FORGIVENESS. Just writing that made me start to cry. I can’t tell you how long I hated myself for this. I’m not complaining because I feel sorry for myself or because I wish I could be someone else. I’m crying because I was so mean. I was mean about letting myself go and gaining weight and canceling all of those plans. I missed out on so many things because I was in denial and wanted to be someone else instead of just loving myself enough to care about the person I am. You have to forgive yourself for all of the negative thoughts you had and all of the actions you took when you were not yourself. You have to forgive and love yourself without end. Love yourself more than you could ever hate the things that happen to your mind and vow that you will do everything in your power to work. It’s going to be a lot of work, but you’re worth it. You can move forward when you’re proactive about doing so. When next fall rolls around, and you start to feel the onsets of your depression, whatever you do, DO NOT BE MEAN TO YOURSELF. Just give yourself a pep talk, tell those closest to you that you need the extra help, and put it into self-care overdrive.

EAT HEALTHY AND TAKE SUPPLEMENTS. It’s so important to maintain a healthy diet and get all the necessary vitamins and minerals it requires to keep your healthy body and mind.
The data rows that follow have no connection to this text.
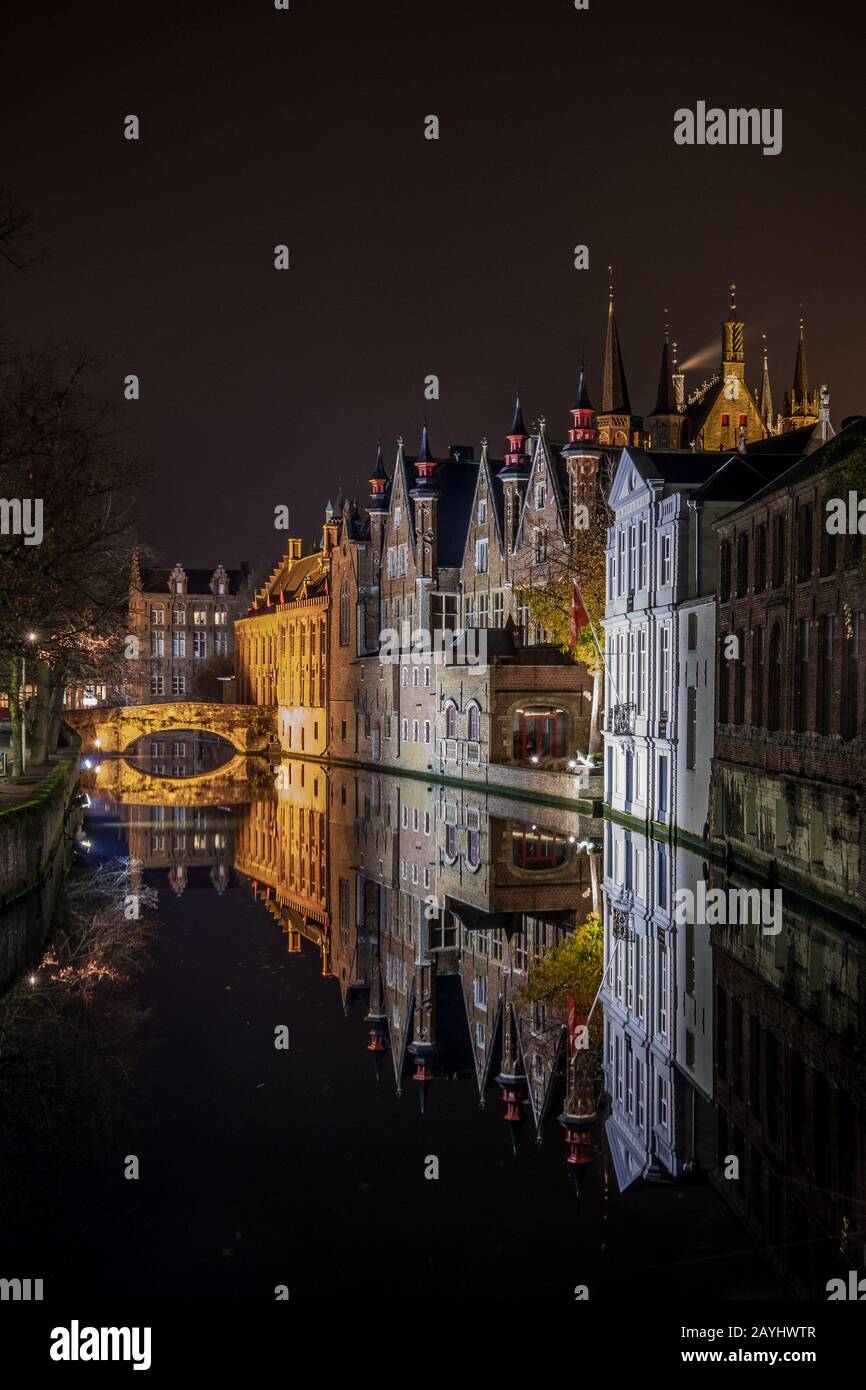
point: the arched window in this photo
(538, 849)
(540, 733)
(774, 701)
(451, 720)
(344, 613)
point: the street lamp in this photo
(31, 637)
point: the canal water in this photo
(224, 1100)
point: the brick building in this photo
(790, 759)
(182, 619)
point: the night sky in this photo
(410, 256)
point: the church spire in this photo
(666, 398)
(615, 392)
(378, 483)
(766, 398)
(801, 373)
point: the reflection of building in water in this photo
(790, 1090)
(658, 1011)
(430, 911)
(282, 849)
(441, 909)
(180, 838)
(184, 754)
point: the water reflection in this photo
(731, 1048)
(434, 911)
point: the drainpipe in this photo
(695, 506)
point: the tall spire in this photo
(581, 401)
(378, 481)
(766, 398)
(666, 398)
(801, 373)
(516, 458)
(615, 392)
(517, 430)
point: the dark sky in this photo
(410, 256)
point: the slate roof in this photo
(198, 581)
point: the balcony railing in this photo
(623, 719)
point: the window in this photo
(662, 984)
(666, 558)
(663, 670)
(854, 647)
(540, 733)
(779, 551)
(642, 574)
(691, 726)
(758, 655)
(740, 680)
(538, 849)
(474, 722)
(824, 673)
(804, 645)
(742, 565)
(776, 679)
(344, 613)
(804, 542)
(662, 786)
(451, 720)
(724, 570)
(761, 559)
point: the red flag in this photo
(578, 613)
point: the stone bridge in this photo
(249, 729)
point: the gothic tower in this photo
(515, 476)
(801, 406)
(616, 424)
(665, 424)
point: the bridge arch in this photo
(249, 729)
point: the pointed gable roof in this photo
(666, 396)
(615, 392)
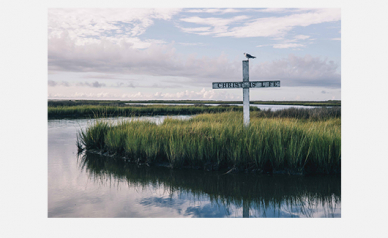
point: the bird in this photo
(249, 56)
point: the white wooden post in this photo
(246, 92)
(246, 85)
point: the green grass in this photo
(220, 141)
(93, 111)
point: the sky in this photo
(176, 54)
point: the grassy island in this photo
(295, 141)
(93, 111)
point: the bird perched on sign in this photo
(249, 56)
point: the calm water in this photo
(261, 106)
(96, 186)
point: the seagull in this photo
(249, 56)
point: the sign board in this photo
(246, 85)
(250, 84)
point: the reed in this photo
(94, 111)
(220, 141)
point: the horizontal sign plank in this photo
(253, 84)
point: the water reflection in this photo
(165, 192)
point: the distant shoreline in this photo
(99, 102)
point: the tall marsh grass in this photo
(216, 141)
(93, 111)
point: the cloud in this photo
(219, 25)
(162, 60)
(52, 83)
(95, 84)
(289, 45)
(301, 37)
(263, 27)
(299, 71)
(214, 10)
(90, 25)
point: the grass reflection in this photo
(258, 195)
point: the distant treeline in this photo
(55, 103)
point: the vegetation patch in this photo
(220, 141)
(94, 111)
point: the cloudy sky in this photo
(164, 53)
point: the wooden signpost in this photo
(245, 85)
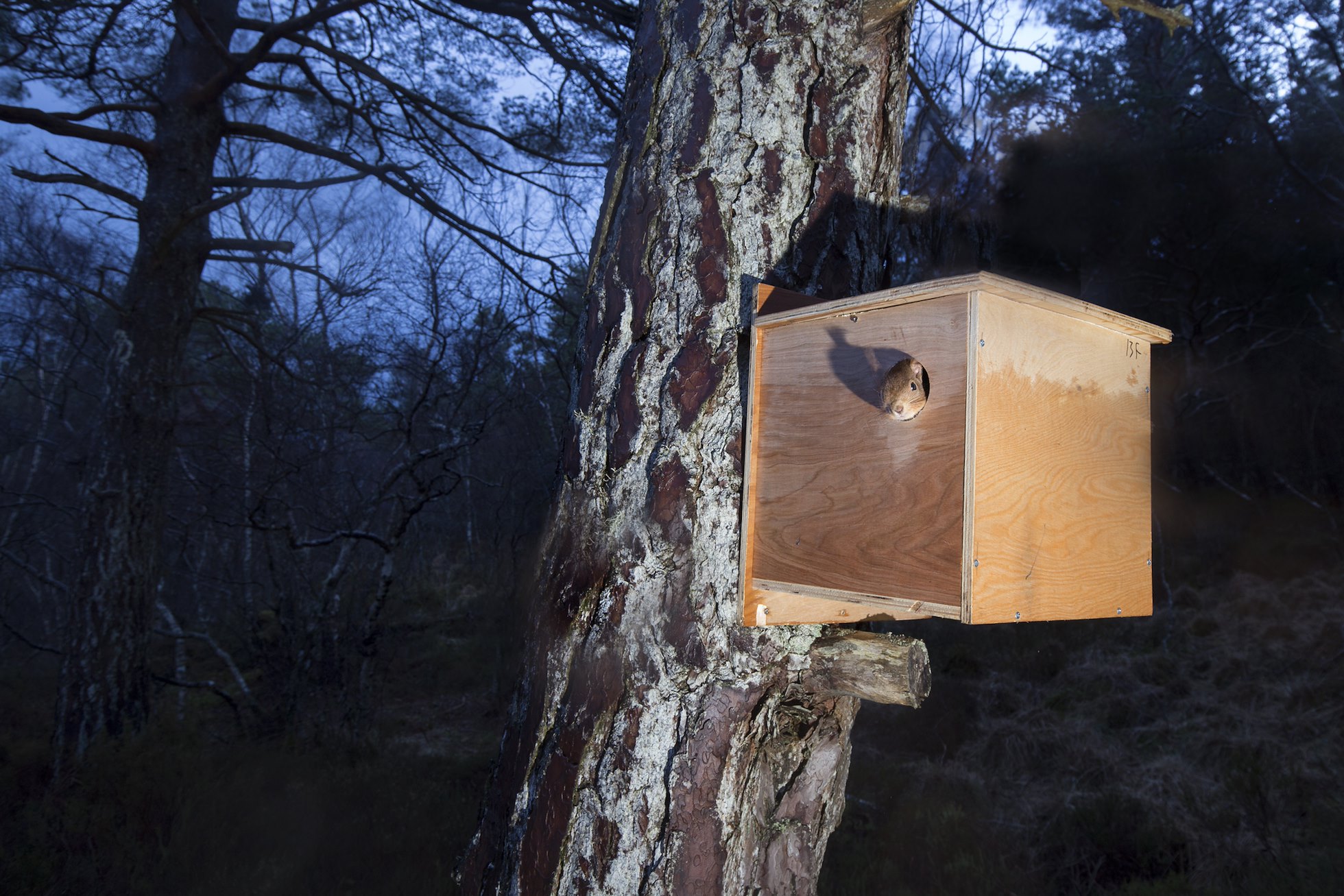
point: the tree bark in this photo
(872, 666)
(655, 744)
(105, 675)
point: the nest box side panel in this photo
(1062, 496)
(847, 501)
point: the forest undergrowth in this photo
(1197, 751)
(1188, 753)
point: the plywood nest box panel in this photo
(1020, 491)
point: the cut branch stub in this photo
(872, 666)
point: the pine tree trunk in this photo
(105, 686)
(655, 744)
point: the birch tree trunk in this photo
(655, 744)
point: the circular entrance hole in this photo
(905, 390)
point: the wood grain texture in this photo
(1024, 293)
(843, 496)
(752, 426)
(787, 609)
(1062, 473)
(874, 666)
(777, 602)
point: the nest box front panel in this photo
(844, 498)
(1061, 496)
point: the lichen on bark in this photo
(655, 744)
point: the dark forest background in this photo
(368, 439)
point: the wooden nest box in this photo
(1019, 492)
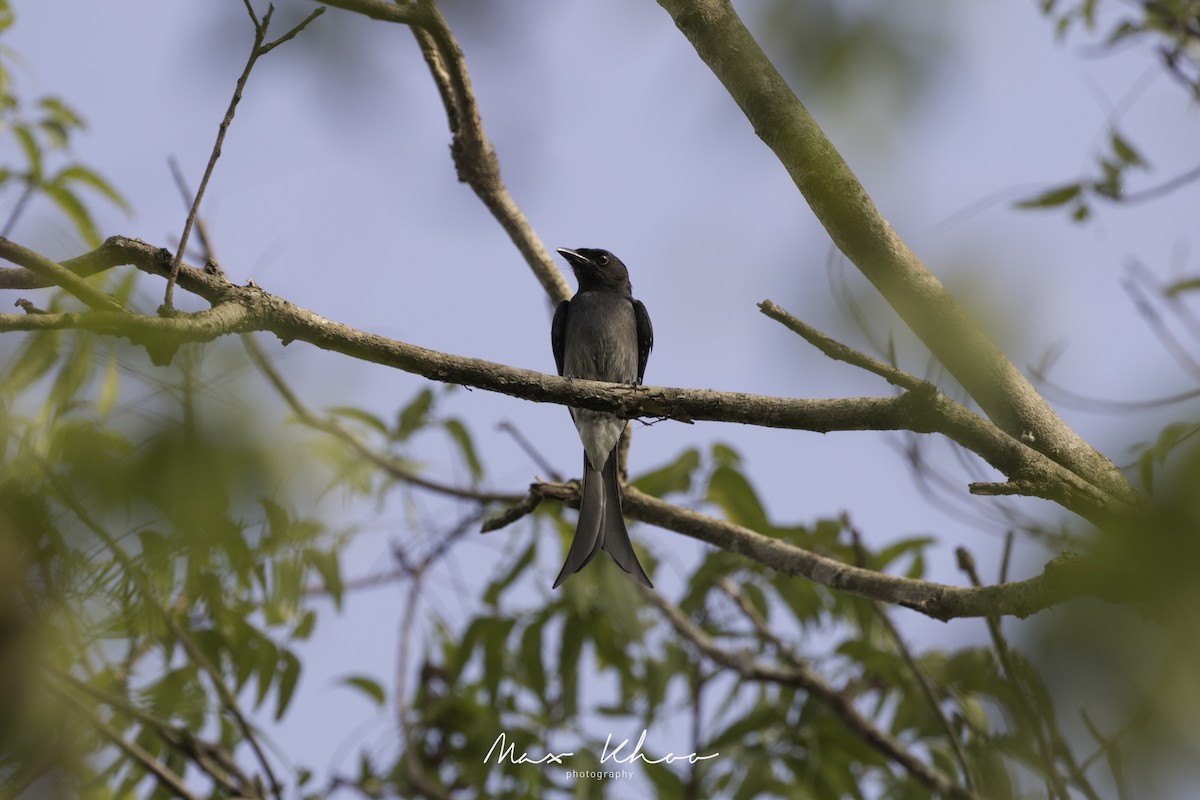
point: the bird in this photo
(600, 334)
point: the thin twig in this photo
(167, 779)
(839, 352)
(202, 229)
(1027, 469)
(472, 150)
(256, 50)
(529, 450)
(803, 677)
(1025, 708)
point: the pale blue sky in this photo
(336, 191)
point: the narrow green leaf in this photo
(670, 477)
(328, 565)
(369, 686)
(414, 416)
(73, 374)
(531, 659)
(1055, 197)
(360, 415)
(1126, 151)
(289, 675)
(79, 174)
(461, 437)
(1180, 287)
(492, 595)
(31, 150)
(111, 386)
(77, 211)
(732, 492)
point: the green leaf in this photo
(289, 675)
(1126, 152)
(1180, 287)
(414, 416)
(457, 432)
(77, 211)
(670, 477)
(81, 174)
(360, 415)
(60, 112)
(33, 152)
(495, 589)
(111, 386)
(1055, 197)
(369, 686)
(328, 565)
(531, 659)
(732, 492)
(39, 355)
(73, 374)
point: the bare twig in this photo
(864, 235)
(918, 672)
(1025, 707)
(54, 274)
(1062, 578)
(261, 47)
(1027, 469)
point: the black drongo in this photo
(600, 334)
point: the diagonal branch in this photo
(803, 677)
(472, 150)
(861, 232)
(261, 47)
(1027, 470)
(1063, 578)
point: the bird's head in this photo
(597, 269)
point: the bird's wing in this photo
(558, 332)
(645, 337)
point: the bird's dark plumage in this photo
(600, 334)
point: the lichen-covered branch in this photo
(919, 410)
(864, 235)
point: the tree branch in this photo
(861, 232)
(259, 48)
(48, 272)
(802, 677)
(1027, 470)
(1063, 578)
(474, 157)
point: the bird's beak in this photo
(573, 258)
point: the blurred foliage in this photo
(163, 552)
(859, 60)
(153, 547)
(41, 134)
(1171, 32)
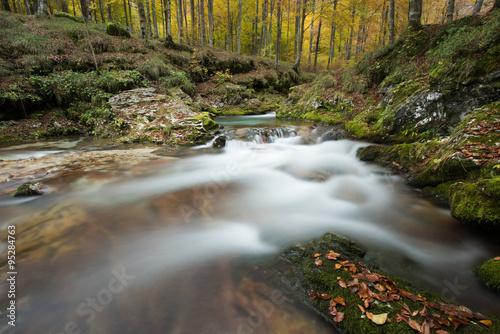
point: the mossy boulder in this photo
(321, 279)
(33, 188)
(476, 203)
(114, 29)
(489, 273)
(207, 122)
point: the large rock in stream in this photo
(146, 115)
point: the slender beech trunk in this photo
(414, 13)
(296, 64)
(270, 36)
(297, 28)
(193, 22)
(331, 49)
(277, 48)
(203, 24)
(210, 5)
(168, 17)
(110, 14)
(130, 17)
(143, 29)
(256, 30)
(392, 10)
(229, 28)
(351, 35)
(155, 20)
(240, 9)
(450, 11)
(101, 10)
(6, 5)
(263, 33)
(148, 19)
(311, 36)
(125, 11)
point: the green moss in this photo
(476, 203)
(489, 274)
(208, 123)
(303, 273)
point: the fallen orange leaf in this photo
(486, 322)
(379, 319)
(339, 317)
(340, 300)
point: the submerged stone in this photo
(33, 188)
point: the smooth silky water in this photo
(137, 242)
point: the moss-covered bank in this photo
(364, 288)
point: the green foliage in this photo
(68, 16)
(114, 29)
(177, 79)
(153, 68)
(489, 274)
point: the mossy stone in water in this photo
(489, 274)
(33, 188)
(476, 202)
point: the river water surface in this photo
(138, 239)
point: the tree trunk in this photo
(210, 5)
(193, 22)
(168, 17)
(155, 20)
(142, 19)
(6, 5)
(349, 43)
(270, 35)
(392, 10)
(27, 5)
(450, 11)
(148, 20)
(202, 15)
(296, 64)
(110, 16)
(85, 9)
(130, 17)
(311, 36)
(229, 28)
(414, 13)
(125, 11)
(101, 10)
(240, 9)
(277, 48)
(263, 33)
(317, 40)
(42, 8)
(331, 49)
(256, 30)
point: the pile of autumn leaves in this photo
(363, 280)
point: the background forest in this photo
(314, 34)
Buying a multi-vitamin and ensuring that you get enough vitamin D is essential. I love to drink herbal teas or make dandelion root capsules that I can take throughout the winter. It’s my fun hobby and proactive way to ensure that I am continuously detoxing my body and providing all that it needs to stay on top of my mental health issues. Fill your refrigerator with dark leafy greens and other healthy produce. Make sure you always have oranges or grapefruits on your kitchen counter. I like to peel citrus fruit and then huff their rinds. It seems a little crazy, but those essential oils are perfect for boosting your energy levels and making you happy. You can also purchase lemon essential oil supplement to add to your morning water.

REMAIN ACTIVE IN YOUR COMMUNITY. The one main thing that was detrimental to my mental health during winter seasons was my desire to hide away. The isolation was awful, and it enabled me to harm myself mentally and physically. Remaining an active member of your community will help you stay the course and maintain a positive mindset. Go for a walk once a week and pick up trash along the walkways. Begin to gather used winter coats that your friends and family are willing to donate and deliver them to a homeless shelter. Ask your local animal shelter or food bank if they’re in need of volunteers. These selfless acts will help your mood and help give you a sense of purpose. Whether you choose to volunteer or remain active with your friends and family, find ways to get out of the house and be around people.

If SAD is something that has remained your winter guest year after year, know that you are not alone. If I can move past my painful past dealing with this disorder, I know you can too. Now I get to deal with the annoyance of winter blues just like most people do, but I can’t complain considering where I’ve been in my past. These proactive tips have wholly changed my life. It’s all about taking control of your actions, facing reality, loving yourself with no end, and taking it one day at a time.

The chances are if you’ve had your own experience with SAD, you have your very own painful cycle that starts to set off alarms in your head. You shouldn’t wait for those symptoms to begin to show before you take action; start now and continue throughout the year. Whatever you do, don’t slack off come fall and get complacent or worse, be in denial, because that’s when we need to take more action than ever.

Now’s the time to forgive yourself, love yourself a lot harder, and open your heart up to the sunlight that will be coming back to our lives starting tomorrow.